Для студентов оправдание Курраса судом стало подтверждением того, что общество устроено неправильно — преступника-шаха встречают с почетом, полицейского-убийцу отпускают.

Интересно, что выстрел на Круммештрассе огорчил министерство госбезопасности ГДР. 8 июня Куррас получил шифрованную радиограмму: «Уничтожьте немедленно все материалы. На время прекратите работу. Восстановим контакт после окончания расследования. Мы крайне сожалеем об инциденте». Куррас ответил: «Понял. Все уничтожил. Встретимся в кафе. Нужны деньги на адвоката».

Но только через девять лет, 24 марта 1976 года, Куррас встретился со своим курирующим офицером. Теперь Куррас служил в транспортном отделе западноберлинской полиции. Он хотел возобновить работу на МГБ ГДР. Похвастался, что «неприятный инцидент» забыт, его уже повысили и скоро сделают старшим инспектором. Но для министерства госбезопасности он утратил всякую ценность, и работу с ним прекратили. Компартия ГДР, которой он восхищался, дистанцировалась от своего трудолюбивого информатора. Центральный орган социалистической единой партии Германии газета «Нойес Дойчланд» возмущалась его оправданием: «Убийца довольно ухмыляется».

В западноберлинской полиции пошли разговоры о пьянстве Курраса. Летом 1971 года его обнаружили в парке на скамейке пьяного, а в портфеле — нож и табельный пистолет, хотя ему запретили ношение оружия. Его отстранили от службы. Потом вновь восстановили. Когда он вышел в отставку в 1987 году в ранге старшего инспектора, полицейское управление вздохнуло с облегчением.

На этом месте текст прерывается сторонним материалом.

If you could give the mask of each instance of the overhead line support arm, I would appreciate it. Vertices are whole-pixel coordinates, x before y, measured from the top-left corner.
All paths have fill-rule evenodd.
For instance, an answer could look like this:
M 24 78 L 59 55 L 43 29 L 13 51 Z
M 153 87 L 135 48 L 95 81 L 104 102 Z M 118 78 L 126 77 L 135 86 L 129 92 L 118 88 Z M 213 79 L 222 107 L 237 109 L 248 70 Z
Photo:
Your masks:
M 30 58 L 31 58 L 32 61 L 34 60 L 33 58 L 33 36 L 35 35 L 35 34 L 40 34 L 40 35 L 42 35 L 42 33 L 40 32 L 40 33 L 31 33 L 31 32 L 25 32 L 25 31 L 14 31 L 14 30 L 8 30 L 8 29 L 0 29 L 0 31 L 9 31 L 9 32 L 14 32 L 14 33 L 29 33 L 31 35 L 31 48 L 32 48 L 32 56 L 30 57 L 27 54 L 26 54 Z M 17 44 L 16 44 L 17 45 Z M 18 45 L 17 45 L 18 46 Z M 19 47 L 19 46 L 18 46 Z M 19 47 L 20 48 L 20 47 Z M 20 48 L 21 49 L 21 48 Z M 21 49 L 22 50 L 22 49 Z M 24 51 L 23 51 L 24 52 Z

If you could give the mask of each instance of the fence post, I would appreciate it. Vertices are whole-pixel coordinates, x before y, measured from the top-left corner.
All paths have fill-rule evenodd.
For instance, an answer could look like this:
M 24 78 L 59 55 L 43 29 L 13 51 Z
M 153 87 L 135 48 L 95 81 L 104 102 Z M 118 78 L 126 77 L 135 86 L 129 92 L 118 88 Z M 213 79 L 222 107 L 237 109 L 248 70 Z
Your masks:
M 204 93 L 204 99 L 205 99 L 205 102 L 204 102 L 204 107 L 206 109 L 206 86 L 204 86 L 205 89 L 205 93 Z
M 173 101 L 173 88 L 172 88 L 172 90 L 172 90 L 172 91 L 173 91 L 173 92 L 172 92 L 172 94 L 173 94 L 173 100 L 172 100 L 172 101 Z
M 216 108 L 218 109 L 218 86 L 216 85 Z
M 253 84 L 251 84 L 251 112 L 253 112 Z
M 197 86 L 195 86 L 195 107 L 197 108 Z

Сожаления он никогда не испытывал. В декабре 2007 года сказал журналисту:

— Ошибка? Да мне надо было не один раз выстрелить, а несколько…

Карл Хайнц Куррас часами слушал радио и пил. Гуляя, громогласно извергал проклятия — в основном в адрес иностранцев. До недавних времен двое мужчин, бывшие коллеги, в сером «мерседесе» забирали его по воскресеньям и куда-то увозили. Но какие коллеги? Бывшие сотрудники западноберлинской полиции? Или товарищи по министерству госбезопасности ГДР? Когда к нему пришел журналист из «Тагесшпигеля», то увидел старика с редеющими волосами. Куррас злобно сказал, что убил Онезорга ради удовольствия.